Amid a slow down in the economy, higher financing costs, and mounting fears of a recession, real estate values are fast declining. But the downturn is an opportunity for investors who stick with their real estate holdings — or invest more — during the downturn.
In fact, superior returns in real estate tend to follow recessionary periods, according to the latest report from Cohen & Steers, which has $88 billion in assets, including $56 billion in real estate.
“When you look back, whether it’s on the public or private side, the best returns in real estate follow periods of economic and capital markets disruption,” James Corl, head of private real estate at Cohen & Steers, told II. “It’s just axiomatic that once we pass the point of maximum uncertainty in the markets…you can see some very interesting returns. But the setup for that is going to be painful.”
Real Estate Investment Trusts are already down 17. 4 percent through August as measured by FTSE Nareit All Equity REITs Index, according to the report, called “Recession and the Roadmap for Listed and Private Real Estate.” But the drop is in line with the historical performance of REITs during recessions. Private real estate, which is valued quarterly, hasn’t yet caught up with its public peers. But it will.
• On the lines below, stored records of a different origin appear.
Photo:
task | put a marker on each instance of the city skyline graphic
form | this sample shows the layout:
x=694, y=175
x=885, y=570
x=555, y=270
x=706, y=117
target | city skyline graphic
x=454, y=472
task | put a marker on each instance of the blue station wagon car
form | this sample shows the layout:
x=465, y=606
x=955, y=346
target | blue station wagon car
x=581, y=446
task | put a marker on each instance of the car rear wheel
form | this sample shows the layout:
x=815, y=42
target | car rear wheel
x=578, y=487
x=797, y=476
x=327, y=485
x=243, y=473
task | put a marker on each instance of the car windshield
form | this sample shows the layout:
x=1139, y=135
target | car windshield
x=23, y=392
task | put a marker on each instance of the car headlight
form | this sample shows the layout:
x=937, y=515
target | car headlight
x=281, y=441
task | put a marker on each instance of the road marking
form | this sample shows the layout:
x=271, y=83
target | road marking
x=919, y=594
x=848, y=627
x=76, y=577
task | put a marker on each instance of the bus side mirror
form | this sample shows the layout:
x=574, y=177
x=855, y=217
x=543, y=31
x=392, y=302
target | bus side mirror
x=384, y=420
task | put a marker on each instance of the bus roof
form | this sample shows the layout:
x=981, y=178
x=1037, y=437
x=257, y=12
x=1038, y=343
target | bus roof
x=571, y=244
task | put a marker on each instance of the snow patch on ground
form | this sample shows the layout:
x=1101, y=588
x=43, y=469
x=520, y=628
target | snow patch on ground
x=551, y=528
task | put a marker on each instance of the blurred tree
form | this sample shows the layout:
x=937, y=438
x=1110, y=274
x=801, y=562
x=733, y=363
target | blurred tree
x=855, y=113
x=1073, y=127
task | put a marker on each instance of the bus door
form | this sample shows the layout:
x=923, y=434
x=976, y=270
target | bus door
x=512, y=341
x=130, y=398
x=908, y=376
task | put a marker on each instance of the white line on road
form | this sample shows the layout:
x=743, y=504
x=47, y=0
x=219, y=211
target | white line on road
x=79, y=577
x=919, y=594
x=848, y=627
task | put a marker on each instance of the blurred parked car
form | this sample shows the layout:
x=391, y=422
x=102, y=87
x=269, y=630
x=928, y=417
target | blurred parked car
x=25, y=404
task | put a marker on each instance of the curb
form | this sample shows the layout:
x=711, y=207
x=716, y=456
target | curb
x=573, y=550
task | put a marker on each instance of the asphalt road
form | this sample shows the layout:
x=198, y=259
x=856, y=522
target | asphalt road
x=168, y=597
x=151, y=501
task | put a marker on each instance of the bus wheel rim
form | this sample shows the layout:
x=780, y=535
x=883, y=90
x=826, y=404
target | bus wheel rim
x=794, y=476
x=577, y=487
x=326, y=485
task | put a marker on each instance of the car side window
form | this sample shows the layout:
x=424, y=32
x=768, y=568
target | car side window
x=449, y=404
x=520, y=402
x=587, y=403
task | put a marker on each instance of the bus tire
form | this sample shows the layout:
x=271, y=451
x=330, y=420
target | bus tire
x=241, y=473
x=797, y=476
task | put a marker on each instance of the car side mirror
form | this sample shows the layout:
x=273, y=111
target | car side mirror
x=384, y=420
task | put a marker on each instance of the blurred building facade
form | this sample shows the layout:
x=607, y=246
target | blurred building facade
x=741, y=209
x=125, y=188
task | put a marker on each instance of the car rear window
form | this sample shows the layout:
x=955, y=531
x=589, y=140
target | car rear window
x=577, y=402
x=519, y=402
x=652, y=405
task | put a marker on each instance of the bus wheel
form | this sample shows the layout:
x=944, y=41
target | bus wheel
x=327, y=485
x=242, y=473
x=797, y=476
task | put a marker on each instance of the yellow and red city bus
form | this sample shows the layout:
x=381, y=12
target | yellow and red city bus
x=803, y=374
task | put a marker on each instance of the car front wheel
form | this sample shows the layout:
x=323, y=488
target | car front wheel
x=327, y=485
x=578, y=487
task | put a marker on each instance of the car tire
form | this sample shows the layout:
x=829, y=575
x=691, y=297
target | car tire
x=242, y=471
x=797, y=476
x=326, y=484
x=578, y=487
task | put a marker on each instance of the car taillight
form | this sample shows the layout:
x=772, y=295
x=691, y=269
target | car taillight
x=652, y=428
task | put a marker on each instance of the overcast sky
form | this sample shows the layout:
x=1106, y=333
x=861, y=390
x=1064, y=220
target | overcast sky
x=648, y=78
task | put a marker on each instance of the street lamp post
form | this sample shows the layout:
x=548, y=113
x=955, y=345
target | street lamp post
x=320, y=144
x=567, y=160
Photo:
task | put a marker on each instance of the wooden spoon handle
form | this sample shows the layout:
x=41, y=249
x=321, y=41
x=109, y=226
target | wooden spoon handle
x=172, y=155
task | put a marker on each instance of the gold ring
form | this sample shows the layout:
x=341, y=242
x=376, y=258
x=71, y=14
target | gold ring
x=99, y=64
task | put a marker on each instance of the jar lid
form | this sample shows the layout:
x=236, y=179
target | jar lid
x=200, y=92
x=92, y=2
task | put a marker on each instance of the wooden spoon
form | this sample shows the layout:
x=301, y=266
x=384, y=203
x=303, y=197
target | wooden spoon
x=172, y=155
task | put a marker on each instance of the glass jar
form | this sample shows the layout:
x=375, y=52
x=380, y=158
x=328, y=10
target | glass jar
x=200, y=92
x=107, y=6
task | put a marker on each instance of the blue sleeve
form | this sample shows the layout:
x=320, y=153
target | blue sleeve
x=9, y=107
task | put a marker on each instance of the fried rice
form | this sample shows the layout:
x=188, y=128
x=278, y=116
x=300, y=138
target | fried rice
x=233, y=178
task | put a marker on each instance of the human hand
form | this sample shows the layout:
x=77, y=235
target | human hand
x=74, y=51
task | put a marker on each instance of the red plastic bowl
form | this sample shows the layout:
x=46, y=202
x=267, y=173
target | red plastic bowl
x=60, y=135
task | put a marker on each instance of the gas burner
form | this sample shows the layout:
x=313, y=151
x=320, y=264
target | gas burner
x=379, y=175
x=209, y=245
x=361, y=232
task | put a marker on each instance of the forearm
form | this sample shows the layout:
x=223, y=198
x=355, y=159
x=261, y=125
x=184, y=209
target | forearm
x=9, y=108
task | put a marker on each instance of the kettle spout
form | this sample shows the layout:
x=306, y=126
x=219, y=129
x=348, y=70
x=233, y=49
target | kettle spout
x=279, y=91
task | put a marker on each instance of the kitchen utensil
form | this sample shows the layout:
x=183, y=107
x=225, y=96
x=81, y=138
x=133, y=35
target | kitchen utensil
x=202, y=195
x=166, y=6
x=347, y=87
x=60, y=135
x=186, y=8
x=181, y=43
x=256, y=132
“Listed tends to lead private real estate in both selloff and recovery during recessionary periods,” according to the report. “Differences in the real-time pricing of listed REITs and private real estate can create significant short-term dislocations. By understanding the leading and lagging behaviors of private and listed markets, real estate investors may be able to tactically allocate at different times across the two asset classes, seeking to take advantage of how markets have priced in current conditions.”
Investors may have opportunities in private real estate for a number of years. “Against the backdrop of our base case of an average recession, we expect private real estate values to sell off as much as 15 percent,” wrote the authors of the report. “A deep recession, though unlikely in our view, could possibly push prices down as much as 25 percent.”
Cohen & Steers argues that the market is already in a “shallow recession” after a few quarters of negative GDP growth. Investors who can take advantage of the current real estate market dislocation will reap attractive returns in the next two years, according to Corl. “Because of the big reset [in pricing], I think 2023 and 2024…will likely be very strong,” he said.
Real estate will continue to serve as a hedge against inflation. Sectors with shorter lease durations, such as self-storage and hotels, can adjust rents quickly to keep pace with inflation. These sectors demonstrate greater cyclicality and can serve as a buffer against inflation, according to the report.
Technology will also play a key role in determining winners and losers in different real estate sectors. According to Cohen & Steers, cell towers, healthcare facilities, and data centers are “emerging secular winners” as a result of tech innovations over the past few years. Real estate in the Sunbelt and so-called surban areas are also new opportunities as people have moved out of some urban areas into less dense cities and suburbs across the country.
“It’s very difficult to paint the whole real estate market with a broad brush,” Corl said. “Some opportunities and areas are a lot less obvious [investments] than others.”